Materials and methods: The catheter used in our in vitro study was a commercially available sterile CMA-71-catheter customized with a 100 kDa cut-off-membrane. An explanted bloc of a minipig mandible ( n = 25) was used for insertion of a dental implant and a separate osteotomy. The osteotomy had the same diameter and length compared to the implant. The first microdialysis catheter was inserted in an artificially created cavity along the implant. A second catheter was placed in the osteotomy. Ringer’s solution served as perfusion liquid. The explanted bloc was surrounded by 10 ml of specific solution (PBS + 5 ng TGF-ß1/ml + 5 ng IL-1ß/ml). Microdialysis was started after diffusion of the solution into the implant cavity and osteotomy. Dialysate samples of both catheters were taken every 2 h and compared to the initial solution. The maximum examination interval was 8 h. The concentration of the mediators TGF-ß1 and IL-1ß in the dialysate was measured by ELISA.
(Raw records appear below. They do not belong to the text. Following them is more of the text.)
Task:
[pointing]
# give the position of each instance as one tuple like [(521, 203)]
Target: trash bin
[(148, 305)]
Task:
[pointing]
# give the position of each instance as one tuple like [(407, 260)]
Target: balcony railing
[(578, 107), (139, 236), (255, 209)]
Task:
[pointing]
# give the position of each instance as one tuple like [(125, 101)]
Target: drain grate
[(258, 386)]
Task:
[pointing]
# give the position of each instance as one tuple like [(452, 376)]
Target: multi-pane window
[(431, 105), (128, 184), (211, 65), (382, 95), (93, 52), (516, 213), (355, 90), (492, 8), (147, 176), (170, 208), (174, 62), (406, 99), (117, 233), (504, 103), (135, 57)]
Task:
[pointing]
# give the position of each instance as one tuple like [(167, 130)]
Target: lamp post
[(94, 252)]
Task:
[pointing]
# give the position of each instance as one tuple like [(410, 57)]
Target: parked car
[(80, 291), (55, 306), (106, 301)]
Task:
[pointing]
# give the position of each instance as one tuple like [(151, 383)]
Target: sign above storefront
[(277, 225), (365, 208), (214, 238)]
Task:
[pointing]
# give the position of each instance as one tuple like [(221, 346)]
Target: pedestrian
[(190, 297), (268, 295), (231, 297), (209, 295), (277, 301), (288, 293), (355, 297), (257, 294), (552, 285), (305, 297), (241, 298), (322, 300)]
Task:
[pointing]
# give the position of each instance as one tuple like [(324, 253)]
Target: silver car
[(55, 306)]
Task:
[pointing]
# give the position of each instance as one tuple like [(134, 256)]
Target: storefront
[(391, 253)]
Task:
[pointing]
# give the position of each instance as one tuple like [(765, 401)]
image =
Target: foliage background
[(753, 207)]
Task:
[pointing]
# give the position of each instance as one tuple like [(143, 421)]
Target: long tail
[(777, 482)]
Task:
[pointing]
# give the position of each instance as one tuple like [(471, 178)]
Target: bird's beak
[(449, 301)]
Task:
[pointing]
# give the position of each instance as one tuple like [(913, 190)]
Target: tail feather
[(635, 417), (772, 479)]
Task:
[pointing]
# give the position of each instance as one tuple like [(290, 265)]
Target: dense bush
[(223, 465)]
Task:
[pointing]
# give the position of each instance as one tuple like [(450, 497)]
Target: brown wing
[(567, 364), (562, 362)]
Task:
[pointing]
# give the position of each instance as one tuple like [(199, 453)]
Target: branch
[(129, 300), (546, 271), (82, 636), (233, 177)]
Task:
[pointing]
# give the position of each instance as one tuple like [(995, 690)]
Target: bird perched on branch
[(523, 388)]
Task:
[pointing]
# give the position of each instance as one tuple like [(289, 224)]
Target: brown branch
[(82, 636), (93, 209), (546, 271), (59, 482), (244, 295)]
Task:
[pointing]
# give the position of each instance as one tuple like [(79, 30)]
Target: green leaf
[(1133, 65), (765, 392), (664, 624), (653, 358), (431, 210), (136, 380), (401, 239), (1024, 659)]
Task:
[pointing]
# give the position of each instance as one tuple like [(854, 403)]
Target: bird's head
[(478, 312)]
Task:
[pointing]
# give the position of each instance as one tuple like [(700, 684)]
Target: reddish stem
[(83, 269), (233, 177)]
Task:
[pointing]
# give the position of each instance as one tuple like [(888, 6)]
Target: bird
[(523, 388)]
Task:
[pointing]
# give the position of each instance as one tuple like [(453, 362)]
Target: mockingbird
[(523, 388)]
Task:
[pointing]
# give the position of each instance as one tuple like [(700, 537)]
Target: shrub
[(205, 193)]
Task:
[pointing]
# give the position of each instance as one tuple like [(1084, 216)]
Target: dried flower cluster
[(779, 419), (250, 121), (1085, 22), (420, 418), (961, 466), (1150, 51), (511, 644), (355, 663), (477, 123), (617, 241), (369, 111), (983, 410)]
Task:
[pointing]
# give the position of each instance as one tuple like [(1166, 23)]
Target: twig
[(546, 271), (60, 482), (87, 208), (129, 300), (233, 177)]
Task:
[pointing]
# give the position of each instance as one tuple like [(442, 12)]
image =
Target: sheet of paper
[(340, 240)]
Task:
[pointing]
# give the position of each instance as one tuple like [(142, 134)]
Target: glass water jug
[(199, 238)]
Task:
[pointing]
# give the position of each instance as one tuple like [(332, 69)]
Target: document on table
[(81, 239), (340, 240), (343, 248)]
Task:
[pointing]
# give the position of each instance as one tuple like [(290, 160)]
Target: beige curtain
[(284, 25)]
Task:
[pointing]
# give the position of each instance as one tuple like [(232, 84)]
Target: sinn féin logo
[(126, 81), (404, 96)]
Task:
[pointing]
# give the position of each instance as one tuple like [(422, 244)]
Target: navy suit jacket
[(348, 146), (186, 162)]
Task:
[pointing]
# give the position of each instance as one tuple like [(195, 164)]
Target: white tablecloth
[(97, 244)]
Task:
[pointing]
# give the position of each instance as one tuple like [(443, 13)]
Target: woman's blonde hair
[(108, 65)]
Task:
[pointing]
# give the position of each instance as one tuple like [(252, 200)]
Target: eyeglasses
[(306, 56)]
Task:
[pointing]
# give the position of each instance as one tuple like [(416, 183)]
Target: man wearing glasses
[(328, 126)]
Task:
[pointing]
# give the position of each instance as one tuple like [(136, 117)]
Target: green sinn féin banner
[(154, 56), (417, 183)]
Results: The relative recovery rate of TGF-ß1 of the implant cavity was 12.3% and of the osteotomy 22.5%. The relative recovery rate of IL-1ß was lower (implant cavity 0.7%; bone defect 1.4%).
Conclusion: Microdialysis can be used as an in vitro method for dental implants. In vivo studies are necessary to prove if microdialysis can be used for recovery of mediators in the very early phase of implant healing.
Conflict of interest: None declared.